La jalousie est exacerbée au moment de NoëlRéunir plusieurs générations

« Noël prend forme autour des enfants et de la sainte famille », poursuit-elle, citant « le plaisir de se retrouver (…) de faire lien en partageant une histoire ». « On se tient chaud autour des enfants, les promesses de la vie », insiste-t-elle.

C’est également une façon de rassembler plusieurs générations. Une réunion « importante aussi bien pour les grands-parents que pour les petits-enfants même si quelques fois, les adolescents, au milieu, ne sont pas aussi à l’aise que ça », précise la psychopraticienne.

Inventer de nouveaux rituels

Pour de plus en plus de familles recomposées, Noël donne lieu à un intense marathon de célébrations. « Les familles sont très créatives et inventent de nouveaux rituels avant et après Noël », explique Nicole Prieur. « Chaque structure familiale peut se reconstituer autour de noyaux un peu différents », ajoute-t-elle.

L’angoisse du réveillon

Depuis le mois d’octobre, le réveillon de Noël est au cœur des préoccupations de certains patients de la psychopraticienne. « Ils se posent la question de savoir s’ils vont chez leur père ou leur mère, s’ils invitent leur nouvelle copine, quels cadeaux ils vont offrir », explique-t-elle.

« Il y a une appréhension car cette fête là à un effet très régressif. On a beau avoir 50 ans, on se retrouve avec les mêmes souffrances et contentieux qu’à 10 ans. On attend de notre père ou de notre mère la même reconnaissance qu’avant, la famille idéale qu’on aurait rêvé d’avoir et on est confrontés aux mêmes soucis que lorsqu’on était jeunes », analyse-t-elle.
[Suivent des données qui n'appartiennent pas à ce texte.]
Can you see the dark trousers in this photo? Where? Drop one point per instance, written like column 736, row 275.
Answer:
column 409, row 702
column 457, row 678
Éviter les règlements de compte et les sujets qui fâchent

Pour Nicole Prieur, mieux vaut ne pas profiter du réveillon pour laver son linge sale, même en famille, car « ce n’est pas à ce moment-là qu’on pourra avancer. Il vaut mieux solder les comptes avant. Accepter la famille que l’on a et sa réalité« , assure-t-elle.

Dans cette perspective, « il vaut mieux éviter de parler de politique, de la reconnaissance du travail des uns et des autres ou de l’éducation des enfants parce que la jalousie est exacerbée au moment de Noël« , prévient la philosophe.